Today is the $88^{th}$ day of the year.

$88 = 2^3 \times 11$

$88$ is a member of two primitive Pythagorean triples

$(88, 105, 137)$

$(88, 1935, 1937)$

$88$ is an Erdos–Woods number which is defined as: there exists a positive integer $a$ such that in the sequence $(a, a + 1, …, a + k)$ of consecutive integers, each of the elements has a common factor, other than one, with one of the endpoints.

For example, consider $a = 2,184$ and $k = 16$ which gives us the set of $17$ numbers from $2,184$ to $2,200$ inclusive:

$2,184$ has a common factor of $2,184$ with $2,184$

$2,185$ has a common factor of $5$ with $2,200$

$2,186$ has a common factor of $2$ with $2,184$

$2,187$ has a common factor of $3$ with $2,184$

$2,188$ has a common factor of $4$ with $2,184$

$2,189$ has a common factor of $11$ with $2,200$

$2,190$ has a common factor of $6$ with $2,184$

$2,191$ has a common factor of $7$ with $2,184$

$2,192$ has a common factor of $8$ with $2,184$

$2,193$ has a common factor of $3$ with $2,184$

$2,194$ has a common factor of $2$ with $2,184$

$2,195$ has a common factor of $5$ with $2,200$

$2,196$ has a common factor of $4$ with $2,200$

$2,197$ has a common factor of $13$ with $2,184$

$2,198$ has a common factor of $2$ with $2,200$

$2,199$ has a common factor of $3$ with $2,184$

$2,200$ has a common factor of $2,200$ with $2,200$

So, there is a number $a$ such that every single one of the numbers in the set $(a, a + 1, …, a + 88)$ has a common factor greater than $1$ with one of $a$ or $a + 88$, see A059756.

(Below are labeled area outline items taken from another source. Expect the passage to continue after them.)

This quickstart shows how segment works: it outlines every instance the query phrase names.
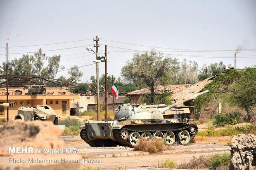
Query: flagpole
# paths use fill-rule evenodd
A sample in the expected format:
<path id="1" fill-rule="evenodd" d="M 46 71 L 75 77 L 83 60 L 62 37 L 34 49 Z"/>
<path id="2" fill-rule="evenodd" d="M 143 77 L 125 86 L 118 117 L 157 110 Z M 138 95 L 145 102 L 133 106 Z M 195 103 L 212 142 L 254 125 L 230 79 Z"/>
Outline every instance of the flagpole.
<path id="1" fill-rule="evenodd" d="M 105 119 L 107 119 L 107 45 L 105 45 L 105 90 L 106 92 L 105 93 Z"/>

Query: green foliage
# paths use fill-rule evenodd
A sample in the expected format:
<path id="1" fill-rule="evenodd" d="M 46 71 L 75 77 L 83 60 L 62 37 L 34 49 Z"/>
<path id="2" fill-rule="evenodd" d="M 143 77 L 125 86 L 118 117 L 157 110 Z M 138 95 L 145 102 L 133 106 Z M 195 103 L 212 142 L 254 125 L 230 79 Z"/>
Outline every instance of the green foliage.
<path id="1" fill-rule="evenodd" d="M 9 72 L 11 75 L 40 75 L 47 77 L 55 78 L 60 67 L 60 55 L 47 57 L 42 53 L 42 49 L 34 53 L 33 55 L 23 55 L 9 63 Z M 44 64 L 47 63 L 45 67 Z M 3 62 L 3 68 L 5 71 L 6 63 Z M 63 66 L 60 66 L 62 68 Z"/>
<path id="2" fill-rule="evenodd" d="M 239 123 L 241 117 L 240 112 L 233 112 L 228 114 L 217 114 L 213 122 L 213 125 L 224 126 L 225 125 L 235 125 Z"/>
<path id="3" fill-rule="evenodd" d="M 154 51 L 137 53 L 134 54 L 132 61 L 127 62 L 123 68 L 121 74 L 126 80 L 137 86 L 144 84 L 149 87 L 151 103 L 154 103 L 154 88 L 164 84 L 165 78 L 171 77 L 178 64 L 177 59 L 165 57 Z"/>
<path id="4" fill-rule="evenodd" d="M 129 101 L 130 101 L 130 99 L 129 99 L 129 98 L 126 97 L 123 100 L 123 104 L 129 103 Z"/>
<path id="5" fill-rule="evenodd" d="M 79 83 L 71 89 L 71 91 L 75 93 L 85 93 L 90 89 L 90 84 L 88 83 Z"/>
<path id="6" fill-rule="evenodd" d="M 232 87 L 233 91 L 230 98 L 233 103 L 246 110 L 249 121 L 254 114 L 251 109 L 256 105 L 256 68 L 247 68 L 241 75 Z"/>
<path id="7" fill-rule="evenodd" d="M 164 162 L 161 162 L 159 164 L 159 168 L 176 168 L 177 166 L 175 161 L 171 160 L 167 158 Z"/>
<path id="8" fill-rule="evenodd" d="M 198 82 L 198 65 L 196 62 L 189 61 L 187 63 L 184 59 L 179 71 L 178 84 L 193 84 Z"/>
<path id="9" fill-rule="evenodd" d="M 155 94 L 154 103 L 152 103 L 150 94 L 146 93 L 145 94 L 145 97 L 142 100 L 142 102 L 146 103 L 146 105 L 165 104 L 169 105 L 172 104 L 172 100 L 170 99 L 171 98 L 171 94 L 162 91 L 160 94 Z"/>
<path id="10" fill-rule="evenodd" d="M 240 127 L 226 125 L 225 128 L 217 130 L 213 128 L 209 128 L 206 131 L 198 132 L 197 135 L 201 136 L 230 136 L 245 133 L 256 135 L 256 125 L 246 125 Z"/>
<path id="11" fill-rule="evenodd" d="M 194 100 L 195 113 L 201 112 L 202 106 L 207 106 L 211 101 L 221 100 L 223 102 L 230 103 L 232 94 L 231 87 L 240 77 L 241 71 L 235 70 L 226 70 L 225 74 L 220 75 L 206 85 L 202 91 L 208 89 L 209 92 Z"/>
<path id="12" fill-rule="evenodd" d="M 59 121 L 59 125 L 65 125 L 66 128 L 62 133 L 62 135 L 78 135 L 79 127 L 83 123 L 77 119 L 72 119 Z"/>
<path id="13" fill-rule="evenodd" d="M 230 154 L 223 153 L 217 154 L 209 159 L 210 162 L 209 169 L 211 170 L 216 170 L 219 168 L 222 169 L 228 169 L 231 161 L 231 154 Z M 226 169 L 223 168 L 224 167 Z"/>

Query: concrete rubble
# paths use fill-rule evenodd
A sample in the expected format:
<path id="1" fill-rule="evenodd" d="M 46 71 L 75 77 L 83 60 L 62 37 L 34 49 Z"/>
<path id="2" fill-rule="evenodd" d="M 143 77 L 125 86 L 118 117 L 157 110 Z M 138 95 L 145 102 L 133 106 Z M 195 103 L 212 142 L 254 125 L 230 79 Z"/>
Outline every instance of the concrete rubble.
<path id="1" fill-rule="evenodd" d="M 255 167 L 252 165 L 253 161 L 255 159 L 254 156 L 254 156 L 254 150 L 256 149 L 256 136 L 249 134 L 235 135 L 232 138 L 231 144 L 232 158 L 230 170 L 254 169 Z M 242 159 L 237 146 L 242 155 Z"/>

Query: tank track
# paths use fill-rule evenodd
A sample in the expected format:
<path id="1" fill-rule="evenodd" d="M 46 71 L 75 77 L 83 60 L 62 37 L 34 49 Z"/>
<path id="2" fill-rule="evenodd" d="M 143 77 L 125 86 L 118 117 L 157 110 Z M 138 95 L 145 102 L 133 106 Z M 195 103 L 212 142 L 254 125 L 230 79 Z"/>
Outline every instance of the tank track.
<path id="1" fill-rule="evenodd" d="M 194 127 L 194 130 L 195 130 L 194 132 L 192 134 L 190 132 L 190 131 L 189 130 L 189 129 L 192 127 Z M 190 142 L 192 142 L 192 141 L 193 141 L 193 140 L 194 139 L 194 137 L 197 135 L 197 132 L 198 131 L 198 128 L 197 127 L 197 126 L 196 125 L 194 124 L 188 124 L 187 126 L 183 127 L 182 128 L 178 128 L 176 129 L 157 129 L 157 130 L 134 130 L 133 129 L 126 128 L 125 128 L 125 127 L 120 130 L 115 129 L 114 130 L 114 133 L 113 133 L 114 137 L 115 138 L 115 139 L 117 141 L 121 143 L 123 145 L 125 146 L 129 147 L 133 147 L 133 146 L 132 145 L 128 142 L 127 139 L 125 140 L 125 139 L 123 139 L 121 137 L 121 130 L 123 130 L 123 129 L 126 129 L 129 132 L 136 131 L 137 132 L 141 132 L 141 133 L 143 133 L 143 132 L 156 132 L 157 131 L 160 131 L 161 132 L 167 132 L 168 131 L 172 131 L 173 132 L 173 133 L 175 133 L 175 137 L 177 137 L 178 134 L 180 131 L 182 130 L 186 130 L 189 132 L 189 133 L 190 133 Z"/>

I can neither find what this $a$ is nor how this sequence has been calculated (Note that the first $1,052$ members of the sequence can be found here). However, sequence A05975 does gives the first few values for $a$. Thus we learn that the ninth member has $k = 70$ and $a = 13,151,117,479,433,859,435,440$. So the thirteenth member with $k = 88$ must be an even larger number.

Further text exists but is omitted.